To increase the loading speed it can be allowed to skip the lineage check of the individual subruns:

[10]:

sub_runs = st.get_array(subrun_ids, "peaks")
superrun = st.get_array(superrun_name, "peaks", _check_lineage_per_run_id=False)
assert np.all(sub_runs["time"] == superrun["time"])

Unknown config option _check_lineage_per_run_id; will do nothing.
Invalid context option _check_lineage_per_run_id; will do nothing.

So how does this magic work? Under the hood a superrun first checks if the data of the different subruns has been created before. If not it will make the data for you. After that the data of the individual runs is loaded.

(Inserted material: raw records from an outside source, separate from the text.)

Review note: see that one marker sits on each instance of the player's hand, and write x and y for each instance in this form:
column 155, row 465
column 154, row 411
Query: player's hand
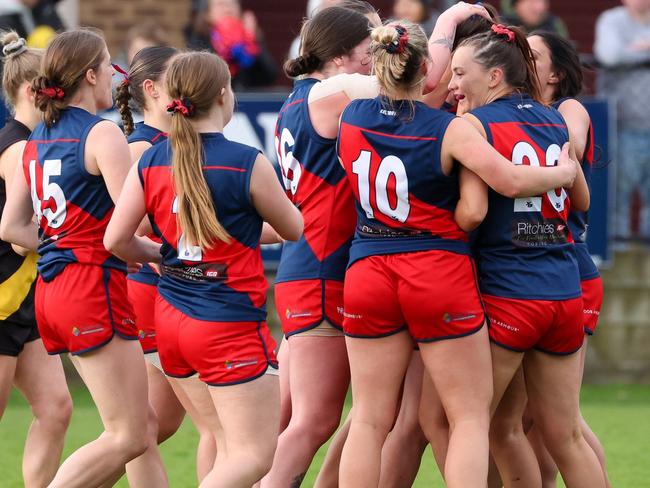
column 568, row 166
column 463, row 11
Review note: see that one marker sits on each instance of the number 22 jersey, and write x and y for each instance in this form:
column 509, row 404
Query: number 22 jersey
column 524, row 246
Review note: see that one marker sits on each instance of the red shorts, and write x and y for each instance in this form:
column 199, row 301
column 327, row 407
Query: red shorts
column 552, row 326
column 592, row 301
column 143, row 298
column 432, row 293
column 82, row 308
column 222, row 353
column 304, row 304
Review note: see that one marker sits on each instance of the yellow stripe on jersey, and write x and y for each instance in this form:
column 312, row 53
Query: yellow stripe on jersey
column 14, row 289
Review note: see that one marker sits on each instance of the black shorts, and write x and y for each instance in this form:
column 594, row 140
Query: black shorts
column 14, row 336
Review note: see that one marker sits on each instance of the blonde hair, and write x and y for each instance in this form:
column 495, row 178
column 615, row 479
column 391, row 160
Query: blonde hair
column 20, row 64
column 197, row 80
column 65, row 63
column 398, row 51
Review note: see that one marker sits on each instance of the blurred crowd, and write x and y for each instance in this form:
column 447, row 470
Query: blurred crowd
column 621, row 55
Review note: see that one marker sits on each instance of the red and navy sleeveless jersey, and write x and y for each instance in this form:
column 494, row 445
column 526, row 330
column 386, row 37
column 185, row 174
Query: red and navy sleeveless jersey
column 146, row 133
column 225, row 283
column 404, row 201
column 72, row 206
column 525, row 248
column 579, row 221
column 316, row 184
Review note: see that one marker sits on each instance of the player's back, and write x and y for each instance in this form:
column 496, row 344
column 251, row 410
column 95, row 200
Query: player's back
column 525, row 247
column 404, row 200
column 72, row 206
column 315, row 182
column 225, row 282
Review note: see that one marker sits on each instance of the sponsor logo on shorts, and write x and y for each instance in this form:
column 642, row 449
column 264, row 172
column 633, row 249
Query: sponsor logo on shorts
column 503, row 325
column 240, row 363
column 352, row 315
column 295, row 315
column 87, row 329
column 448, row 318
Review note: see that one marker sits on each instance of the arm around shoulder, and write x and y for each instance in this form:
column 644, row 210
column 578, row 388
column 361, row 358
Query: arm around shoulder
column 271, row 202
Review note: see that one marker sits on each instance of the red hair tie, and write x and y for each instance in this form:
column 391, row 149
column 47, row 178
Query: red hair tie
column 502, row 30
column 398, row 46
column 55, row 93
column 182, row 106
column 117, row 68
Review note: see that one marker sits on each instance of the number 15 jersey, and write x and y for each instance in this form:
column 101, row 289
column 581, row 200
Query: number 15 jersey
column 525, row 248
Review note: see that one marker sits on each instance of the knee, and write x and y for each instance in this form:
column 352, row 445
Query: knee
column 318, row 427
column 55, row 411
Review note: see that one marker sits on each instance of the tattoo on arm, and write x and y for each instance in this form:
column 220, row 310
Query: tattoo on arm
column 297, row 481
column 447, row 41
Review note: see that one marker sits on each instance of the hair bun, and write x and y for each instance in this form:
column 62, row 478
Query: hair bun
column 14, row 48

The loading speed can be further increased if we rechunk and write the data of our superrun as “new” data to disk. This can be done easily for light weight data_types like peaks and above. Further, this allows us to combine multiple data_types if the same data_kind, like for example event_info and cuts.

Writing a “new” superrun:

To write a new superrun one has to set the corresponding context setting to true:

[11]:

st.set_context_config({"write_superruns": True})

[12]:

st.is_stored(superrun_name, "peaks")

[12]:

True

[13]:

st.make(superrun_name, "peaks")
st.is_stored(superrun_name, "peaks")

[13]:

True

Lets see if the data is the same:

[14]:

sub_runs = st.get_array(subrun_ids, "peaks")
superrun = st.get_array(superrun_name, "peaks", _check_lineage_per_run_id=False)
assert np.all(sub_runs["time"] == superrun["time"])

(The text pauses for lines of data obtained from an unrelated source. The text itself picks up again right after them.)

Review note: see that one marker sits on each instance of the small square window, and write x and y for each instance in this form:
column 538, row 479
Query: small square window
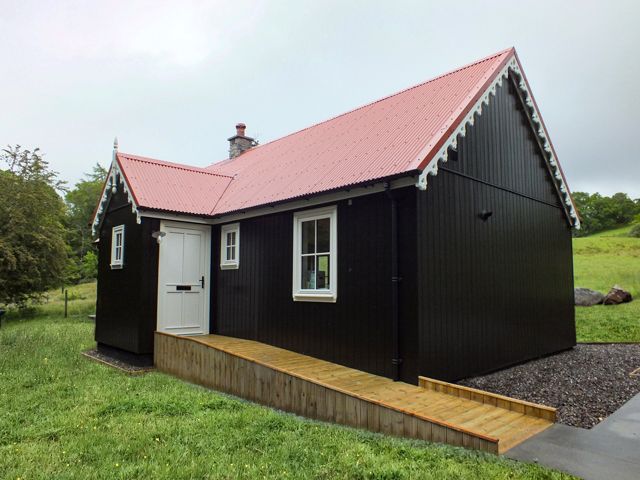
column 230, row 246
column 315, row 255
column 117, row 247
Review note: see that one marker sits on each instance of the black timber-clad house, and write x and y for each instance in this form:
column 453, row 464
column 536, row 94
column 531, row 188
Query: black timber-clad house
column 450, row 267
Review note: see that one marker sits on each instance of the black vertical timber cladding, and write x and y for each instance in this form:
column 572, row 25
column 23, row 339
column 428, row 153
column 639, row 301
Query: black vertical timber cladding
column 255, row 301
column 496, row 292
column 127, row 298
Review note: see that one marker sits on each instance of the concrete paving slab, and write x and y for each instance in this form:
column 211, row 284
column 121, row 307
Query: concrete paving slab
column 611, row 450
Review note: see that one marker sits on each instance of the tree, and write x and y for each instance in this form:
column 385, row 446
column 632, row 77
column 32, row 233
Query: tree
column 600, row 213
column 81, row 202
column 32, row 234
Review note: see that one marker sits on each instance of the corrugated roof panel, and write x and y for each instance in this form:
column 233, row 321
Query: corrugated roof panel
column 373, row 142
column 172, row 187
column 386, row 138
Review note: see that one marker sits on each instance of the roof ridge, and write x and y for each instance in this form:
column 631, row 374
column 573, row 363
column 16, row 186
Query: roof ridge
column 177, row 166
column 451, row 72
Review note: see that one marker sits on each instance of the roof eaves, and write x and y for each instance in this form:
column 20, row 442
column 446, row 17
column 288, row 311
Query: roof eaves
column 231, row 160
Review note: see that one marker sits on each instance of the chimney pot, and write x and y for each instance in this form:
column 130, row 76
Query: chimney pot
column 240, row 143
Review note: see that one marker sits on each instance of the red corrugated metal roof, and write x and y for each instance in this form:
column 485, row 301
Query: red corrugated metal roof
column 172, row 187
column 379, row 140
column 390, row 137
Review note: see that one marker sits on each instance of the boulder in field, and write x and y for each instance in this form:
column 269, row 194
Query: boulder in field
column 585, row 297
column 617, row 295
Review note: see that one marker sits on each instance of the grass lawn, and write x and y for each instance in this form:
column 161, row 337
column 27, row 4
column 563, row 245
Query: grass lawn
column 600, row 261
column 64, row 416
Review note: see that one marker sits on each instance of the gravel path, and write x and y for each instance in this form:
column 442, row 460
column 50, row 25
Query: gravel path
column 586, row 384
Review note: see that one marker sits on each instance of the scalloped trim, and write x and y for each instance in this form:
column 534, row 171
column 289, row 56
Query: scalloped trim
column 110, row 187
column 441, row 156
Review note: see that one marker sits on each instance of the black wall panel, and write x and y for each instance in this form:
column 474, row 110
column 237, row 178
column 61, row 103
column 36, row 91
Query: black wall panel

Unknown config option _check_lineage_per_run_id; will do nothing.
Invalid context option _check_lineage_per_run_id; will do nothing.

And the data will now shown as available in select runs:

[15]:

st.select_runs(available=("peaks",))

[15]:

	name	number	peaks_available
0	0	0.0	True
1	1	1.0	True
2	2	2.0	True
3	_superrun_test	NaN	True

If a some data does not exist for a super run we can simply created it via the superrun_id. This will not only create the data of the rechunked superrun but also the data of the subrungs if not already stored:

[16]:

st.is_stored(subrun_ids[0], "peak_classification")

[16]:

False

[17]:

st.make(superrun_name, "peak_classification")
st.is_stored(subrun_ids[0], "peak_classification")

[17]:

False

[18]:

peaks = st.get_array(superrun_name, "peak_classification")

Some developer information:

In case of a stored and rechunked superruns every chunk has also now some additional information about the individual subruns it is made of:

[19]:

for chunk in st.get_iter(superrun_name, "peaks"):
    chunk
chunk.subruns, chunk.run_id

[19]:

({'0': {'end': 10, 'start': 0},
  '1': {'end': 30, 'start': 20},
  '2': {'end': 50, 'start': 40}},
 '_superrun_test')

The same goes for the meta data:

[20]:

st.get_metadata(superrun_name, "peaks")["chunks"]

[20]:

[{'chunk_i': 0,
  'end': 50,
  'filename': 'peaks-xia2iit6vb-000000',
  'filesize': 3338,
  'first_endtime': 1,
  'first_time': 0,
  'last_endtime': 50,
  'last_time': 49,
  'n': 300,
  'nbytes': 670500,
  'run_id': '_superrun_test',
  'start': 0,
  'subruns': {'0': {'end': 10, 'start': 0},
   '1': {'end': 30, 'start': 20},
   '2': {'end': 50, 'start': 40}}}]